A segunda morte, e não menos importante (aliás, dessa se falará muito mais pelos próximos tempos) é do trabalhador-  também negro –   cinegrafista da Rede Bandeirantes Santiago Ilídio Andrade, de 49 anos, morto em serviço após ser alvo acidental de algum tipo de explosivo durante os protestos contra o aumento de passagem no Rio de Janeiro. Uma tragédia sem precedentes que certamente será utilizada contra os movimentos sociais brasileiros.

Uma tragédia para amigos e famílias do cinegrafista; uma tragédia para a categoria de jornalistas, mas, sobretudo, para o conjunto dos movimentos sociais, que a muito vem denunciando as desigualdades do nosso país. A tragédia é sem precedentes, não porque nunca houve acidentes a repórteres durante as manifestações – aliás, se a Associação dos Profissionais do Repórteres Fotográficos – AFORC fizer uma retrospectiva em seus documentos, encontrará uma grande lista de reportes agredidos e gravemente feridos neste tipo de evento pelas força da ordem. A tragédia é sem precedentes, porque ao que afirmam empolgadas as controversas investigações (com advogado de miliciano defendendo “black bocker” e vinculando indiretamente o nome de políticos que ameaçam a atual hegemonia política-eleitoral no RJ), o “artefato” causador da morte saiu das mãos de um manifestante.Bingo!!!!

“Era a brecha que o sistema queria”, avisa os carniceiros “que chegou o grande dia”

O que assusta, nesta paráfrase dos Racionais MCs, além da tristeza e pesar pela morte de  um ser humano no exercício da sua função, é ver confirmado na Televisão (Tiravisão, como classifica o meu tio evangélico) um aspecto medonho da teoria de Stuart Hall:

O significado não é um reflexo transparente do mundo da linguagem, mas surge das diferenças entre os termos e as categorias, os sistemas de referência, que classificam o mundo e fazem com que ele seja apropriado desta forma pelo pensamento social e o senso comum. (Hall, 2009:177)

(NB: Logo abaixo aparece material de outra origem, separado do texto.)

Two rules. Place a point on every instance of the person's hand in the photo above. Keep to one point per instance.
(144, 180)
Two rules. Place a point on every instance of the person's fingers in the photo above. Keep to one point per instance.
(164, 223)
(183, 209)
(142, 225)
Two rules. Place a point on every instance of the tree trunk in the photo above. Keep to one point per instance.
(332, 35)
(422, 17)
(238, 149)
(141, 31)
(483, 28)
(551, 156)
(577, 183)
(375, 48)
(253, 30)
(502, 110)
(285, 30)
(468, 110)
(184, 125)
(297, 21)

A trágica morte do Santiago não terá o mesmo significado que a morte de outros trabalhadores de sua cor (neste país que mata negro por ser negro): Não porque sua profissão seja melhor do que a profissão dos trabalhadores (a maioria negros) mortos nas obra da Copa ou do PAC, não porque esse confronto (que ele cobria e registrava) seja diferente dos outros em que repórteres também  foram agredidos e até mutilados no exercício da função (me refiro ao repórter que perdeu o olho em Junho de 2013 após ter sido atingido por uma bala de borracha disparada pelos aparatos de repressão estatal).  O significado desta morte, está justamente na – ha muito tempo esperada – chance de colocar a tragédia na conta dos movimentos sociais.

É aqui que o pensador jamaicano (que infelizmente também morreu hoje) entra novamente para nos ajudar: a racialização, para ele (inspirado em sua leitura de Frantz Fanon), não é só o preconceito ao negro, mas é o ato de depositar no Outro (esse outro pode ser o gay, o negro, a mulher, os árabes, os movimentos sociais) as agressividades libidinais que são nossas (da sociedade como um todo).

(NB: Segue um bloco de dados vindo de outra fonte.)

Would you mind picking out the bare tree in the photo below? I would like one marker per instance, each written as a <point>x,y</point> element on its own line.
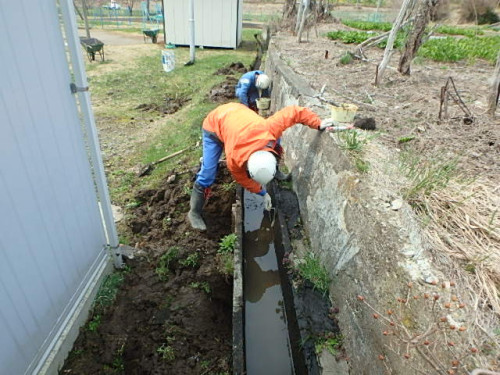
<point>403,13</point>
<point>301,18</point>
<point>318,8</point>
<point>289,9</point>
<point>415,38</point>
<point>495,89</point>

Dizer que foi o Black Bloc que assassinou o jornalista, é ignorar que essa tática (eles não são um grupo, mas uma tática de autodefesa) só é útil diante da violenta, exagerada e desmedida REPRESSÃO POLICIAL. É ignorar que em geral, a violência em manifestações é sempre deflagrada pela repressão que elas encontram, e não aleatoriamente, como insistem em rotular os grandes veículos de comunicação; é  maquiar os dados de forma que  o problema passe a ser quem luta, e não o aumento da passagem, a mobilidade urbana e as desigualdades sociais.

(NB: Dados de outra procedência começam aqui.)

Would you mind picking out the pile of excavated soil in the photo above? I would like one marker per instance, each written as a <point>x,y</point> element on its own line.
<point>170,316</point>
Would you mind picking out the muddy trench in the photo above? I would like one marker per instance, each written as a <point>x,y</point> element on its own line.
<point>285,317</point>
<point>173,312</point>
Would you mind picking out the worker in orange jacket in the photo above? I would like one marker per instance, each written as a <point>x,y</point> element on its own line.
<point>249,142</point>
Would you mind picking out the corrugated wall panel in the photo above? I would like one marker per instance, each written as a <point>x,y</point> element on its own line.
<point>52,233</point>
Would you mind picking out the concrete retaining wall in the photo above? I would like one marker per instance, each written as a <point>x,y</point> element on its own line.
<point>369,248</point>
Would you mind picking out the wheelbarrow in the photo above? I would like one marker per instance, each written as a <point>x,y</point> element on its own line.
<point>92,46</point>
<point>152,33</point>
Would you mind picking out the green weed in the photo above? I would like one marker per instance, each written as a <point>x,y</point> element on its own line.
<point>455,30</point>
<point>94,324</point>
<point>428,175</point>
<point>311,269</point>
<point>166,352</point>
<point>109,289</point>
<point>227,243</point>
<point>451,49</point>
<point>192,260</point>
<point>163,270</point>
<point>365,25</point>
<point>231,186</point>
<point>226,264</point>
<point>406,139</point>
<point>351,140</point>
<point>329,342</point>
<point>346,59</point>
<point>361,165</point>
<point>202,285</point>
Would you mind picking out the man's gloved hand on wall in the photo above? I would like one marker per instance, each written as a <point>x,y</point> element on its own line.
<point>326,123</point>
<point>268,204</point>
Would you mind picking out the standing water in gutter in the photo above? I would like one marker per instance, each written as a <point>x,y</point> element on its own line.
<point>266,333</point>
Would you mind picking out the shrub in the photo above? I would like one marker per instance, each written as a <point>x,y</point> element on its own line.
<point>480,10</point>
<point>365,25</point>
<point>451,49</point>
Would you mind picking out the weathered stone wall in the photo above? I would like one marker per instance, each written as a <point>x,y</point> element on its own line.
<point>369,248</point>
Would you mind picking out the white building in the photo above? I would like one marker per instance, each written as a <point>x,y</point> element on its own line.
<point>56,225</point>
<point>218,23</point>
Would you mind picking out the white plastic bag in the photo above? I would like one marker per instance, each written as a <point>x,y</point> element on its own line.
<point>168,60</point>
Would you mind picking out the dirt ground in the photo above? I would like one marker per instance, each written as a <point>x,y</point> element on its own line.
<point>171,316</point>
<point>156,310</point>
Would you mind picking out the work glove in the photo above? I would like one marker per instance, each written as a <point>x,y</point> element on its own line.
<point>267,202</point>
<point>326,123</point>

O problema, que não é só dos cariocas, é que a significação (o significado) da morte do jornalista está em disputa, e a criminalização destes movimentos não será isolada, mas repercutirá em todo o contexto da luta de classes no Brasil (é amigo, ela existe, é só assistir o Jornal Hoje, que vc verá na nota de repudio da AFORC lida pela repórter global, com uma raiva que faz a higienista repórter do SBT Cheirazade parecer pacifista):

“Nós, jornalistas de imagem, exigimos que as autoridades de segurança do estado do Rio de Janeiro instaurem imediatamente uma investigação criminal para apurar quem defende, financia e presta assessoria jurídica a este grupo de criminosos, hoje assassinos, intitulados black blocs, que agridem e matam jornalista e praticam uma série de atos de vandalismos contra o patrimônio público e privado”, 

As Notas emitidas pelos órgãos de representação dos jornalistas não falam da violência policial, não dizem por que havia manifestação, mas incita o ódio institucional aos militantes… não se enganem! O apelo não é apenas contra o black bloc!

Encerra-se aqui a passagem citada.